The infanticide of Uighur children
China’s population control tactics amount to genocide
Authorities in Xinjiang, China, wanted parents to space out their babies’ births by at least three years and not have more than three children. If the parents did not follow those rules, the babies paid the ultimate price.
Doctors would either forcibly abort the babies that did not fall within the requirements or kill them after birth.
“It’s an order that’s been given from above,” said Hasiyet Abdullah, an obstetrician who worked in Xingjiang hospitals for 15 years and now lives in Turkey. “It’s an order that’s been printed and distributed in official documents. Hospitals get fined if they don’t comply, so of course they carry this out.”
Abdulla’s account of Uighur infanticide reported by Radio Free Asia on Monday followed a study released in June by German researcher Adrian Zenz exposing forced abortions and sterilizations of the Muslim ethnic minority in the area. The evidence further corroborates Zenz’s claims that the actions against the Uighurs amount to government-led genocide as defined by the United Nations.
“What they’re doing to the Uighurs in Xinjiang is a copy of what they did in China at the height of the one-child policy,” said Reggie Littlejohn, founder of Women’s Rights Without Frontiers. The Chinese government claimed participation in the policy was voluntary, but Littlejohn testified before U.S. lawmakers that China forced it upon families.
She previously told Congress that China used infanticide to enforce the one-child policy. During her testimony, Littlejohn presented a thread posted in April 2009 from a website for Chinese gynecologists and obstetricians addressing the question: “What if the infant is still alive after induced labor?” One contributor advised puncturing the fetus’ skull before labor. Another suggested injecting “absolute alcohol” into the fontanelle of late-term infants to avoid a live birth.

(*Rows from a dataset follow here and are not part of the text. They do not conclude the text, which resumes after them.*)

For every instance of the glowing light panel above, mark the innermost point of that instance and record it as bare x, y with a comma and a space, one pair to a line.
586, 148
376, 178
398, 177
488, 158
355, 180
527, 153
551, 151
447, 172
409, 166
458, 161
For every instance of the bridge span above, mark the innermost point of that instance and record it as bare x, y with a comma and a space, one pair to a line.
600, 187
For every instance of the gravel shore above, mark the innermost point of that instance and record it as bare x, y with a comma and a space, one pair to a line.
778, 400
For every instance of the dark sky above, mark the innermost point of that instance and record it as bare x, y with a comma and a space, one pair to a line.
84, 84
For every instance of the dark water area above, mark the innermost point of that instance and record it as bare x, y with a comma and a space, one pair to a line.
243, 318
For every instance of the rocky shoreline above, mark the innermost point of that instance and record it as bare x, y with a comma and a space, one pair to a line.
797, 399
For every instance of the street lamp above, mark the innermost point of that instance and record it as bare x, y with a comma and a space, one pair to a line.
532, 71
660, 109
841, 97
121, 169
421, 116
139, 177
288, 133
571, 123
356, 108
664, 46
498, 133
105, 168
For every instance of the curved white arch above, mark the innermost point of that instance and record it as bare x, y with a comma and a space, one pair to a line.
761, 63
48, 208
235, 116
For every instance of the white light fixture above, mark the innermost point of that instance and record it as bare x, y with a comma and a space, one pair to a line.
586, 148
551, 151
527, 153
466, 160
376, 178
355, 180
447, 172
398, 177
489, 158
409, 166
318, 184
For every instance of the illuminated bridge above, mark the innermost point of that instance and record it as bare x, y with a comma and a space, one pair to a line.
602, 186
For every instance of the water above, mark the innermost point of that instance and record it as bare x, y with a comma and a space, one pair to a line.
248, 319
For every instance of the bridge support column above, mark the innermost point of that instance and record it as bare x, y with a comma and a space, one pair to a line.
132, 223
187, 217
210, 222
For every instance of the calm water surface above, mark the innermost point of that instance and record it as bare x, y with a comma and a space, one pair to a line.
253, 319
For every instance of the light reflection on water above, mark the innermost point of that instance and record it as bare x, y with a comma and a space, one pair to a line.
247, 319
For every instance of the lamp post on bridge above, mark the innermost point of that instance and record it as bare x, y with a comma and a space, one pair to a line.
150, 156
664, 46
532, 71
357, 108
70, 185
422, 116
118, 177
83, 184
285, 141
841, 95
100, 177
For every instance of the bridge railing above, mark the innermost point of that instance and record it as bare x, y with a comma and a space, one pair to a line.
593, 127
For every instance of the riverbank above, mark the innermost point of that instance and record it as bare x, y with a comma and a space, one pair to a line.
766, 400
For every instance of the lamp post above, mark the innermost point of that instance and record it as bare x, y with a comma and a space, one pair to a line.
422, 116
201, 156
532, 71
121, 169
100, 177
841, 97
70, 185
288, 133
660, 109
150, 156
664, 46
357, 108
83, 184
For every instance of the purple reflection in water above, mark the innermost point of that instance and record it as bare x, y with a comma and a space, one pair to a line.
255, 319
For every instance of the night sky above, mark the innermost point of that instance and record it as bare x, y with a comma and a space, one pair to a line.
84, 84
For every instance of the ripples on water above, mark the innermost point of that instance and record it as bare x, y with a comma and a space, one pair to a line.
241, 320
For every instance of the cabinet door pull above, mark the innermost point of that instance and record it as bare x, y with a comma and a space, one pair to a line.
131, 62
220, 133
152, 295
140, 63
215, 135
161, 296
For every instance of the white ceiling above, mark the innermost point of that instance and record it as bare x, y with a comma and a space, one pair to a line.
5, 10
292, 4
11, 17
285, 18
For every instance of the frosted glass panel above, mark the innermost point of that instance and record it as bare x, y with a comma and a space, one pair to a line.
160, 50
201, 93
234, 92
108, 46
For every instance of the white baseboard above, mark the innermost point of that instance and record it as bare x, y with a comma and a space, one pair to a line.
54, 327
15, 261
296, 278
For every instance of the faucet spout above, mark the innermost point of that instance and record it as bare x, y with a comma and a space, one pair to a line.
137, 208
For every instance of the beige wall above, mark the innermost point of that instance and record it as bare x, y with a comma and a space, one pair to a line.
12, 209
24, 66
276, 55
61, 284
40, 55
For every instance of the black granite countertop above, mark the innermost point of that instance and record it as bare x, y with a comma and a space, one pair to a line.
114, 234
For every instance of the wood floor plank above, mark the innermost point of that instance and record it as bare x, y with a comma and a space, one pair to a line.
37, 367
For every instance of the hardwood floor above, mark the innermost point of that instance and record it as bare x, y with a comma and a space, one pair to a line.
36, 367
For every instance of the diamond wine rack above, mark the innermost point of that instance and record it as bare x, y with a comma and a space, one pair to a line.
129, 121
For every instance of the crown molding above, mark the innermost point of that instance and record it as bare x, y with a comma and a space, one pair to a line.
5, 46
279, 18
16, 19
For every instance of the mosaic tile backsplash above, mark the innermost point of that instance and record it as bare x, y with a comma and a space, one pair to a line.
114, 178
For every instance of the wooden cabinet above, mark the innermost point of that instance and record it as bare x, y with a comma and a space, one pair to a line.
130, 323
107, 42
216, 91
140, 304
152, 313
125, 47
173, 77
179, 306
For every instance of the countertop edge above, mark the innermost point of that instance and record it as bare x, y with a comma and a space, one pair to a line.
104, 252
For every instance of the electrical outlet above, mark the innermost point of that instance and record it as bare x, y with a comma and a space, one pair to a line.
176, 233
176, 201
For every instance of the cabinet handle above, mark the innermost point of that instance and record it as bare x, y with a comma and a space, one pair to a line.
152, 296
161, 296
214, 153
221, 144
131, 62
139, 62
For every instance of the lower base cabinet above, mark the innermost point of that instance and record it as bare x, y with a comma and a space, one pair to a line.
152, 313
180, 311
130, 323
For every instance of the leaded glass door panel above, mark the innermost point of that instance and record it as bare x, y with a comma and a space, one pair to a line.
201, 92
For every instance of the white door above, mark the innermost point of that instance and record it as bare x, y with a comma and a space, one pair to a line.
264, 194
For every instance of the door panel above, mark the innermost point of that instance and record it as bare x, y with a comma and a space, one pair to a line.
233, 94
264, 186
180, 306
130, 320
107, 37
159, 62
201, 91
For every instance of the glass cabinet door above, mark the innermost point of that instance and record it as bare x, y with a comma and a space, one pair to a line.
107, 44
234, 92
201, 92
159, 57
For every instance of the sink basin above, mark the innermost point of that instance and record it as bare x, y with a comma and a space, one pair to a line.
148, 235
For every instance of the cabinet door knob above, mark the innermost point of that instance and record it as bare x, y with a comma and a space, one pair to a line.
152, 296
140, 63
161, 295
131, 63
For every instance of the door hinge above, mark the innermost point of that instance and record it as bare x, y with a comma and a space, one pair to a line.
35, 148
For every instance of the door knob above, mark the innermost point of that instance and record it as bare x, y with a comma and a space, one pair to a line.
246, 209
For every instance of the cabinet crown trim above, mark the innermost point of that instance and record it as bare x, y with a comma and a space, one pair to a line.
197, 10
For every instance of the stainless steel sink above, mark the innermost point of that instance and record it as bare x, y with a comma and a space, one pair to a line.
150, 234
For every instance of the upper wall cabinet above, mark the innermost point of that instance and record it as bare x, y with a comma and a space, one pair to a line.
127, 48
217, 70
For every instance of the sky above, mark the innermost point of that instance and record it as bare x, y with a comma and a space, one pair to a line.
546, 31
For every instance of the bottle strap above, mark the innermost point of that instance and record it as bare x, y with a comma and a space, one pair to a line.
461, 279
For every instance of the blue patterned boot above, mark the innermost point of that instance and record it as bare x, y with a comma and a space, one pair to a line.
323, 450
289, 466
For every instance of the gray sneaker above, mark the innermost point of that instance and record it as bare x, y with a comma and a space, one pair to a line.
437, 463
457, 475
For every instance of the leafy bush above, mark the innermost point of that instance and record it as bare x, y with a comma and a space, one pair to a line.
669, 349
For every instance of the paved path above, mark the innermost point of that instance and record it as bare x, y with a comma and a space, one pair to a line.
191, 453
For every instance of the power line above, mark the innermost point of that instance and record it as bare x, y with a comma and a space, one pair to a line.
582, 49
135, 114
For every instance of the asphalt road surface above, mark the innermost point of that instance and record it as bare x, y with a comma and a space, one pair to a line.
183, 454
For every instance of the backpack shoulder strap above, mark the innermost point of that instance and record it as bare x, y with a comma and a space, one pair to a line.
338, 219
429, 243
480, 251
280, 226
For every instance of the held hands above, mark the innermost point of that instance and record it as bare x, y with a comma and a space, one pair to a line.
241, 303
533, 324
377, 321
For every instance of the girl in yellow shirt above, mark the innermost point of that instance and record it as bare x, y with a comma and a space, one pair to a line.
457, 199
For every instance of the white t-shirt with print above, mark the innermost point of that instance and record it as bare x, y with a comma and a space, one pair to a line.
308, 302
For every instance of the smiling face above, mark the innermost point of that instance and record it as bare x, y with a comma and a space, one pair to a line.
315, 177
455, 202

Steven W. Mosher of the Population Research Institute said the Chinese government’s use of infanticide is not surprising, but “what’s new about this is that it is being imposed on a minority at the same time that the Han Chinese majority is exempted from it,” unlike the one-child policy. He added that the targeting of the Uighurs is “discrimination that kills. That’s genocide.”
Uighurs, who live in an area they call “East Turkestan” but the Chinese call the “Xinjiang Uighur Autonomous Region,” are not culturally or genetically Chinese. The Chinese Communist Party is officially atheistic, but Uighurs are mostly Muslim and believe an unborn baby is a gift from God.
Littlejohn noted that the Chinese government attempts to cover up its treatment of Uighurs by claiming it is preventing political upheaval: “Anyone in favor of autonomy in East Turkistan … is considered to be a separatist or even a terrorist, and that’s their excuse: ‘We’re putting down terrorism.’” But instead, she said, “They are trying to control if not eradicate people who believe in God and believe in the sanctity of life.”